Voici comment la pension alimentaire serait calculée selon la formule sans pension alimentaire pour enfant, en présumant que le droit aux aliments a été établi.
Pour déterminer le montant :
- calculer l'écart entre les revenus bruts des parties; dans ce cas :
- 60 000 $ (90 000 $ moins 30 000 $);
- calculer les pourcentages applicables au montant en multipliant la durée du mariage par le facteur durée de 1,5 à 2 % :
- 1,5 X 20 ans = 30 %
- jusqu'à 2 X 20 = 40 %
- en appliquant le pourcentage pertinent à l'écart des revenus, la fourchette des montants serait la suivante :
- de 60 000 $ multiplié par 30 % = 18 000 $ par an (ou 1 500 $ par mois)
- à 60 000 $ multiplié par 40 % = 24 000 $ par an (ou 2 000 $ par mois)
La durée serait illimitée (non précisée) parce que le mariage a duré 20 ans.
Ainsi, en présumant que le droit aux aliments est établi, la pension alimentaire pour époux, selon la formule, se situerait dans la fourchette de 1 500 $ à 2 000 $ par mois et serait illimitée, sous réserve d'une demande de modification ou d'une révision de la situation.
- calculer l'écart entre les revenus bruts des parties; dans ce cas :
Si elle reçoit une pension alimentaire de 1 500 $ par mois, au niveau le plus bas de la fourchette, Isabelle aura un revenu annuel brut de 48 000 $ et Arthur de 72 000 $. Une pension alimentaire de 2 000 $ par mois, au niveau le plus élevé de la fourchette, donnerait à Isabelle un revenu annuel brut de 54 000 $ et à Arthur de 66 000 $. Nous examinerons au chapitre 9 les facteurs qui détermineront le choix d'un montant précis à l'intérieur de cette fourchette.
À première vue, il ne fait aucun doute que cette formule semble être une toute nouvelle approche de la pension alimentaire pour époux, très loin de la Loi sur le divorce et de ses objectifs et principes en matière de pensions alimentaires pour époux, ainsi que des principes de la pension alimentaire compensatoire et non compensatoire établis par la Cour suprême du Canada dans les arrêts Moge et Bracklow.
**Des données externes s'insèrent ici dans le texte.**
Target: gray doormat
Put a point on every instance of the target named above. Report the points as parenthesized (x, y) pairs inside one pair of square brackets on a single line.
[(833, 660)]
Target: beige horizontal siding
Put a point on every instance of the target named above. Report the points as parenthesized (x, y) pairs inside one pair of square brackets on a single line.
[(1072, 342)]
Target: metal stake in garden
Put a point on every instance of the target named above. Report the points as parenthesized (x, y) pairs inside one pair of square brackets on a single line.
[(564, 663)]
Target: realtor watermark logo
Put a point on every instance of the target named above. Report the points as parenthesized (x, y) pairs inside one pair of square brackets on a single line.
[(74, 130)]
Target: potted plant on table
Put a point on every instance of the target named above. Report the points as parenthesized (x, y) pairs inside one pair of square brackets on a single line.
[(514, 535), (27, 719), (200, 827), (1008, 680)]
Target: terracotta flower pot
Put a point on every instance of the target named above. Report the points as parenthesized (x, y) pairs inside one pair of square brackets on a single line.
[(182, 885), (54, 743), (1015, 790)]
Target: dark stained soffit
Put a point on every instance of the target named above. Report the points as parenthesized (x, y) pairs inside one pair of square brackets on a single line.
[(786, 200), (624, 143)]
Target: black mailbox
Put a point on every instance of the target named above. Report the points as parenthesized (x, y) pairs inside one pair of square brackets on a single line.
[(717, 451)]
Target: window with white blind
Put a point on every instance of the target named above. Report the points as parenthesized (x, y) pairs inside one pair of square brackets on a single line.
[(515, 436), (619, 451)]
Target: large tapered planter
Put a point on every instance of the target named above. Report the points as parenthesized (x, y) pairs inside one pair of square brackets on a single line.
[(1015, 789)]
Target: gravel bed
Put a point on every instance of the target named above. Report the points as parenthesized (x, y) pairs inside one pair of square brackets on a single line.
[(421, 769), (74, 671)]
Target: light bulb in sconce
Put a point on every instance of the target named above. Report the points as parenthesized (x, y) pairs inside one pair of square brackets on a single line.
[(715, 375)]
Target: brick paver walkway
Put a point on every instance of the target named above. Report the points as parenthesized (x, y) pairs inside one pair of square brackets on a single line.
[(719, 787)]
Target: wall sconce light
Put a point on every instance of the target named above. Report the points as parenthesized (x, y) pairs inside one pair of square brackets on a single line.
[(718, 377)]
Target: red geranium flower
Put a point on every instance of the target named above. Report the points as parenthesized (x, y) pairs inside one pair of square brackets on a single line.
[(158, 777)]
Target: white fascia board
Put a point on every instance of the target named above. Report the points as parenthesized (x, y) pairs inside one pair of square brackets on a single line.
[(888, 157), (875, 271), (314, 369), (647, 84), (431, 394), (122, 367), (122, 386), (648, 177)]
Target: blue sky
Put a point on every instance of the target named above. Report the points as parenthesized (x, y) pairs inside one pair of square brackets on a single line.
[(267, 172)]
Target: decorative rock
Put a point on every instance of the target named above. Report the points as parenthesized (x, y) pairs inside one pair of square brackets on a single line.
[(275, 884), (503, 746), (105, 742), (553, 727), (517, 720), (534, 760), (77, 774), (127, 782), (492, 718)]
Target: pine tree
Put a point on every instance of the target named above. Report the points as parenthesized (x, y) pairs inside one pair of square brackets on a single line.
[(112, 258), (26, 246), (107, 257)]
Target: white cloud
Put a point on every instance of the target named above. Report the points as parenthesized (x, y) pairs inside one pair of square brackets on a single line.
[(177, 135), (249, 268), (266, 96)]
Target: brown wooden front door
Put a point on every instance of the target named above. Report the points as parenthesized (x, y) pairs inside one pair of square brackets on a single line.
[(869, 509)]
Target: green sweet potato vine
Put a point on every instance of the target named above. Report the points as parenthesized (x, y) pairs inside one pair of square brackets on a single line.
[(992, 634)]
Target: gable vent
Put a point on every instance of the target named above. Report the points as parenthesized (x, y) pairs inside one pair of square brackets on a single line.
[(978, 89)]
Avant que nous examinions le fonctionnement et l'application de cette formule plus en détail, nous expliquons le concept de « fusion au fil des années » qui sous-tend cette formule et son lien avec les théories actuelles en matière de pensions alimentaires pour époux et avec les règles de droit actuelles. Nous démontrerons que la formule est une « mesure substitutive » pour les facteurs tels que le désavantage économique, les besoins et le niveau de vie qui sont actuellement utilisés pour déterminer les montants de pensions alimentaires pour époux.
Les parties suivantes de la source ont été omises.